In celebration of President’s Day, we’re taking a look back at some of the biggest conservation milestones achieved by our nation’s leaders in the last century:
Theodore Roosevelt – established the U.S. Forest Service, the nation’s first national wildlife refuges, five national parks and 18 national monuments.
Richard Nixon – established the Environmental Protection Agency and signed the Endangered Species Act (ESA) into law. There are currently more than 2,000 species listed as threatened or endangered worldwide.
Gerald Ford – approved the designation of the USS Monitor National Marine Sanctuary off the coast of North Carolina. It became the nation’s first national marine sanctuary.
Bill Clinton – established, by executive order, the Northwestern Hawaiian Islands Coral Reef Ecosystem Reserve. His executive order also directed the EPA to reduce the amount of pollution on beaches, coasts and in ocean waters.

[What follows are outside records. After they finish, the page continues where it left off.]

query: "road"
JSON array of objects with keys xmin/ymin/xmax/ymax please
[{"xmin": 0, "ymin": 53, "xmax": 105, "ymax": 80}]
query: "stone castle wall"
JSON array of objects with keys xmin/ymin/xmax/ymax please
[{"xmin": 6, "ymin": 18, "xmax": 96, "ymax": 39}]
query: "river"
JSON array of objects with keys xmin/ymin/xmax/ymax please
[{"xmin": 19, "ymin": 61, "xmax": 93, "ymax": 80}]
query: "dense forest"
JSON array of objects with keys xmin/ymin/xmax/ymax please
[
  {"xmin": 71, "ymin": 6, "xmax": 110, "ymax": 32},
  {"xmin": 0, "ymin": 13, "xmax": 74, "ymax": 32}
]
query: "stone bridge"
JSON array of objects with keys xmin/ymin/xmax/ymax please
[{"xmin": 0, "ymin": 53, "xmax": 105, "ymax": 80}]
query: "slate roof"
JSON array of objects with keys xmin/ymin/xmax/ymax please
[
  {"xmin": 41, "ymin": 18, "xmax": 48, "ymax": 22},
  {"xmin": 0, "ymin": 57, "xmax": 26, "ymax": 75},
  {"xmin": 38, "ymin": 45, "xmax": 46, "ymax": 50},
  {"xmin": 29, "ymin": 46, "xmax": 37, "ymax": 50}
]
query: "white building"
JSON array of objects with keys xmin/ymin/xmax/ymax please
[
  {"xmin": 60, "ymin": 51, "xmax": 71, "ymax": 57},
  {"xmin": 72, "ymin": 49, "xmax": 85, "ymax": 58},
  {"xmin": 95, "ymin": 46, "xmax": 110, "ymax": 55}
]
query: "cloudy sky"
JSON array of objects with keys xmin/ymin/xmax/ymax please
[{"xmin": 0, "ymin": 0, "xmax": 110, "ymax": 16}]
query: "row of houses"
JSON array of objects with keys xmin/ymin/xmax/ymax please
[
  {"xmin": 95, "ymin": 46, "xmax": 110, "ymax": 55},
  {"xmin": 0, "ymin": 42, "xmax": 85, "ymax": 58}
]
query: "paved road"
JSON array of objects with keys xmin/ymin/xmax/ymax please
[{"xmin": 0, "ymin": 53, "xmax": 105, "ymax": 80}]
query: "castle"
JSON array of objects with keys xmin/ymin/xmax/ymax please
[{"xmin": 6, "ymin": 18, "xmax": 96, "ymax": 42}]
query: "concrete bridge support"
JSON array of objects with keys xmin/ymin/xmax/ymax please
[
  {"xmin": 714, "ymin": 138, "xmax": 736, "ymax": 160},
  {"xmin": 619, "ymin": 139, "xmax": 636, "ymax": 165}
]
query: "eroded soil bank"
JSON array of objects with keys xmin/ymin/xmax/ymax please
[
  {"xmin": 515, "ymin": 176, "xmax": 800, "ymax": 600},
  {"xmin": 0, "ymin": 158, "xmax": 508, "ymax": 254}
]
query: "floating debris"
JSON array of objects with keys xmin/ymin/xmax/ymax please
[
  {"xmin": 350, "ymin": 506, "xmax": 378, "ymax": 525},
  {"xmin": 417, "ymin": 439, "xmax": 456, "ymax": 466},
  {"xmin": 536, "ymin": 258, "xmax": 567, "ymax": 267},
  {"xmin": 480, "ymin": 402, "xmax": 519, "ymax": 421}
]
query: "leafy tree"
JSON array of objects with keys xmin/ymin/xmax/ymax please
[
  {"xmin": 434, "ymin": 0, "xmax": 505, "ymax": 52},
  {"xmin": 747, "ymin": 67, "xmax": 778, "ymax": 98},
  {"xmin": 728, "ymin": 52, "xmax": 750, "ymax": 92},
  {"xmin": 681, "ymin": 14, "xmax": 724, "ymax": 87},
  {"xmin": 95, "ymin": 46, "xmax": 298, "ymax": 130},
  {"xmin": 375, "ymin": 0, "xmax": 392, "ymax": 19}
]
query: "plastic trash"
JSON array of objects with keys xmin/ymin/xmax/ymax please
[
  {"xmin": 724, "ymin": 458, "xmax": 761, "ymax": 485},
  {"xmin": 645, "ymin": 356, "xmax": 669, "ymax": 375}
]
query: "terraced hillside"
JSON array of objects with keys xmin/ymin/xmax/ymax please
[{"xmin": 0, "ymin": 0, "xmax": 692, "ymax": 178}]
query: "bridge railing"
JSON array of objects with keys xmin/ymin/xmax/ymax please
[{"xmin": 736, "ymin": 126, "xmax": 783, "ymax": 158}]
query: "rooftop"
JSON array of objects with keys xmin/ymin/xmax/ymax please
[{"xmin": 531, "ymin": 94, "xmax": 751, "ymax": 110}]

George W. Bush – designated nearly 200,000 square miles (larger than all of the country’s national parks combined) of Pacific Ocean as a federally protected area just two weeks before leaving the White House. This has become the largest ocean conservation effort in our nation’s history (it is also one of the largest marine sanctuaries in the world).
Barack Obama – established a National Ocean Council that will for the first time create a coordinated system for managing America’s oceans, coasts and Great Lakes.